“May I take your picture?” I ask Mr. James Ito one day. “My friend Cejas of the train gave me this camera.”
At first Mr. James Ito looks puzzled by this request, seeing nothing in my hands. Then, as I move toward him he sees that the camera is imaginary and gives one of his rare and shallow smiles.
“By all means,” he says with a slight bow and poses like an old-fashioned gentleman, stiff and somber but with a twinkle hiding somewhere close.
I bow also to begin.
I show him the result.
“A good likeness,” says Mr. James Ito in a satisfied way.
Mr. James Ito lives in a tiny house. Much tinier than ours. It is a long time before he invites me in. Maybe, like me, he is also not a truster.
When Mr. James Ito first asks me to enter, I feel that there is something more happening than just white-haired me going into a house. That he has made a big decision, to be my friend, look out for me.
Abue taught me that people are sent to you, “guides” she calls them, to cross your path and to help you through life. There are bad ones also who try to drag you to hell-places, but you do not follow them. Like Papi’s maíz you go for the light. Maybe Mr. James Ito has come to guide me in place of Abue and Papi. With his many years like the rings of a tree, his many wrinkles, his life crosses mine to give his many wisdoms. He is a sage. (Word-of-the-day.)
As we go into the house our eyes meet. We know our new situation.
I notice that Mr. James Ito leaves his sandals outside of the house. I leave my shoes outside also. Looking down at them I think, Once I wore no shoes. From this time on, when inside someone’s home, I go in stocking feet.
“Why do you remove your shoes, hermanito?” Toño asks.
“For respect to the floor,” I say. And to myself, I think, And to remind me of home, where I was shoeless.
This small place of Mr. James Ito has not one speck of dust anywhere. It is without many furnitures and neat neat. In the entry there is nothing but a grainy photograph, just one, black-and-white, hanging like a holy thing. It shows a field stretching away away, and in the furrows a family pausing from their work, grinning, all happily. One of these people, I believe, is Mr. James Ito, but young young.

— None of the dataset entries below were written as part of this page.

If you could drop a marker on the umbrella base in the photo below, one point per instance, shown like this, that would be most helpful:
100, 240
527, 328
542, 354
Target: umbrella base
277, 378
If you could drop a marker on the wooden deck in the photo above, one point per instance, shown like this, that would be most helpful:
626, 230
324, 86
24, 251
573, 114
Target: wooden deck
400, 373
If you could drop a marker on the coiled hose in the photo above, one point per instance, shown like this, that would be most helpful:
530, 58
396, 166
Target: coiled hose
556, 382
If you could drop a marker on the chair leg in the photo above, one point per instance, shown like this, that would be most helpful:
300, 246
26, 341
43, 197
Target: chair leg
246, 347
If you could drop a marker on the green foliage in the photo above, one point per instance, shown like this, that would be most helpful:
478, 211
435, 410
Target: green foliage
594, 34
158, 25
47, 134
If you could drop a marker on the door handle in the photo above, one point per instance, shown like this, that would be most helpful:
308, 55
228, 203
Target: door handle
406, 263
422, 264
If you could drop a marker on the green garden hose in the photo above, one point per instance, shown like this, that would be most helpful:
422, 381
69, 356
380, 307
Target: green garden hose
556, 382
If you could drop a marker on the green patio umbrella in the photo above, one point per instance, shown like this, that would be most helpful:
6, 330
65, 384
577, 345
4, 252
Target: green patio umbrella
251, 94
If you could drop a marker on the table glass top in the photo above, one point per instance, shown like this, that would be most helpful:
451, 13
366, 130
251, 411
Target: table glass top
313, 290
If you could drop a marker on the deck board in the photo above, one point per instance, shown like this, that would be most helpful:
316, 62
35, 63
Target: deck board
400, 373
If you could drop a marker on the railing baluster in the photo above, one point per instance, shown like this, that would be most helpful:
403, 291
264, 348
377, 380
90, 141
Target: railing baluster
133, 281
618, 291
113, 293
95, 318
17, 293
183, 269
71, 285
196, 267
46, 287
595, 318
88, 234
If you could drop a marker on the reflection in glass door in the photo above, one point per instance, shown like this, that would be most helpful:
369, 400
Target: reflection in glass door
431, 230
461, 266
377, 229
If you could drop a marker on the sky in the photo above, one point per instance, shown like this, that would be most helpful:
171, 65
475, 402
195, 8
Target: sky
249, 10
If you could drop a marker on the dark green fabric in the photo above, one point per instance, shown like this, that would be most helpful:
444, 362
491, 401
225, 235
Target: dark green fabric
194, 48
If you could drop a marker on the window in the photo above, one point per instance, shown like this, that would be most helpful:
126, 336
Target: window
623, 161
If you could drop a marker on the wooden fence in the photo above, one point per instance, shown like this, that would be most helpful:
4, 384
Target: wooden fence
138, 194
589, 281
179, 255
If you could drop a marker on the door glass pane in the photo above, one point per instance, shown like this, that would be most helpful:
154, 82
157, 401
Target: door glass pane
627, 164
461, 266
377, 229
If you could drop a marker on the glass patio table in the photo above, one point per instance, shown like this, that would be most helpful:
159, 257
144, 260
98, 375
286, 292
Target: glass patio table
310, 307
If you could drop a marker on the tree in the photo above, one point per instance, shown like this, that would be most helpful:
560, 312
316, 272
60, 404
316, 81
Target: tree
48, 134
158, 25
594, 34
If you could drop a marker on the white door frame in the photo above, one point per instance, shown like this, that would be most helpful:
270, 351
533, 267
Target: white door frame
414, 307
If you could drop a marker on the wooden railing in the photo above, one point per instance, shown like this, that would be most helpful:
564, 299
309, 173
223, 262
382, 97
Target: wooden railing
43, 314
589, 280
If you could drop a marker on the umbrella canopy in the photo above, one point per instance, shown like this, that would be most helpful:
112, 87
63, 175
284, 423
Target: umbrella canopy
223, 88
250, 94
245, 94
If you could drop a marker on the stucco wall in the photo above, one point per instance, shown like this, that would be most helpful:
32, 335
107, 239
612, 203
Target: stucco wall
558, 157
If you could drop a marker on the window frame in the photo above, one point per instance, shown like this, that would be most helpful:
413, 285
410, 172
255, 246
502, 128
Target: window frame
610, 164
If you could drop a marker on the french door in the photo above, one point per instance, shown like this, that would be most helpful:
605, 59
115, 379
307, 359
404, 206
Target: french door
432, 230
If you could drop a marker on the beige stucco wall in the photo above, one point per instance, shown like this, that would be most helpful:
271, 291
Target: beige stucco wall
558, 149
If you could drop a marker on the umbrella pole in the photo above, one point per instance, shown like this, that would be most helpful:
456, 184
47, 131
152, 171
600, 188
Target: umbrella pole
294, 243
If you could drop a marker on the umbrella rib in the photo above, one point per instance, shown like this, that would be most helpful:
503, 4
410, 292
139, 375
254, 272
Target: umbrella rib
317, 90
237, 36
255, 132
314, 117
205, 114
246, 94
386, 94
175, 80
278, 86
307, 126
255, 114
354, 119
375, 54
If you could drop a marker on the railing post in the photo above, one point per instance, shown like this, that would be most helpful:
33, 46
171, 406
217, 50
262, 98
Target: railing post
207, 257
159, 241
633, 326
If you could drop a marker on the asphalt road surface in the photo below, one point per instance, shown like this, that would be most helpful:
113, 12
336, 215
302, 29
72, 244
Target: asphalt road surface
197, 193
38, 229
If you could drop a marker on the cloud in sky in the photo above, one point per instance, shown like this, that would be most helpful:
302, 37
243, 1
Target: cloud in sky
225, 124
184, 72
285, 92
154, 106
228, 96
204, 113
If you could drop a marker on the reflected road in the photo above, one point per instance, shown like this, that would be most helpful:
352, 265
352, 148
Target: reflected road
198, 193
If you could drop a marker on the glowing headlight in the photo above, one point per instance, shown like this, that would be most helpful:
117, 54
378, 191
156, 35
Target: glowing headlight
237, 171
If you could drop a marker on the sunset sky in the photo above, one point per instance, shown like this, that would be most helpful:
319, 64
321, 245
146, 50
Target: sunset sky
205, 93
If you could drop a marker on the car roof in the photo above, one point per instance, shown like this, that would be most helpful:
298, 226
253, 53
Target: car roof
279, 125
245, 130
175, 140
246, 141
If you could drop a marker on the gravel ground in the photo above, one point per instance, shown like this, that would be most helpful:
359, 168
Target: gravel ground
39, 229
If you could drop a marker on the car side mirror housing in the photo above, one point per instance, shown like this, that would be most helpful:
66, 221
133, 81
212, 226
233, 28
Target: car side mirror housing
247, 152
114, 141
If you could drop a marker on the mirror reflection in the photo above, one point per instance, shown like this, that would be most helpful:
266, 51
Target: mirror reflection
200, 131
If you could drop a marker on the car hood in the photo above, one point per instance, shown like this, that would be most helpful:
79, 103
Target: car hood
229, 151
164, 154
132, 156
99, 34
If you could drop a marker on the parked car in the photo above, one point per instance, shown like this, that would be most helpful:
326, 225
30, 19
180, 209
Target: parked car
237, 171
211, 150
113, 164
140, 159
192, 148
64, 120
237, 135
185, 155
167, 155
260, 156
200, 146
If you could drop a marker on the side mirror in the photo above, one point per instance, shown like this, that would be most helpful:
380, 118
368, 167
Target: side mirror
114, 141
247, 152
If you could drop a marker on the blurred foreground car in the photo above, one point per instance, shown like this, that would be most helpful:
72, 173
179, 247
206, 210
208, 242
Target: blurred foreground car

The picture at once gives me a pang for home. For our milpita. I go close to it. “What grows there?” I ask, hoping for corn.
“Strawberries,” Mr. James Ito says. His voice is quiet, his eyes sad.
Quickly I look away and notice a surprising thing that I cannot stop staring at. I walk up to it and smile, for this is the tiniest tree that I have ever seen. Also the most beautiful, with its perfect little leaves, its graceful little branches. And the tiny plot of earth that holds it seems to say, I am the land, a small piece but precious. I am enchanted.
“Do you like this tree?” Mr. James Ito asks me, though his voice says he already knows the answer. The field picture that saddened him he forgets it seems.
“Oh, yes.”
“It is a bonsai,” he tells me. “A dwarf tree. It took many years to make it so.”
“You made it this way?”
“I did.” No pride. Only truth. His speech is as spare as his home.
“How many years?” I ask.
“Seventy years and I still work.”
“What took so long?” I blurt, then feel my face flame from my rudeness.
One of Mr. James Ito’s smiles skims his face butterfly-like.
“Patience is the way. It takes a lifetime to create beauty. But one must keep working at it. To add beauty to the world—goodness too—these things are of importance.”
The Angels is all flashy and big. Big cars. Big buildings. Big signs. But beauty is right here in the smallest thing.
“May I take its picture?” I ask at my politest.
“Of course.”
“Click.” There it is, Mr. James Ito’s bonsai, for always, thanks to Cejas.
Here, in my new—and old—friend’s house I feel Papi and Abue holding my hand from afar, showing me the way.
After the visit I float home.
Toño is already gone but I leave a Post-it where he cannot miss it. It says one word: bonsai.
The bonsai has enchanted me, but it is the strawberry field that haunts me.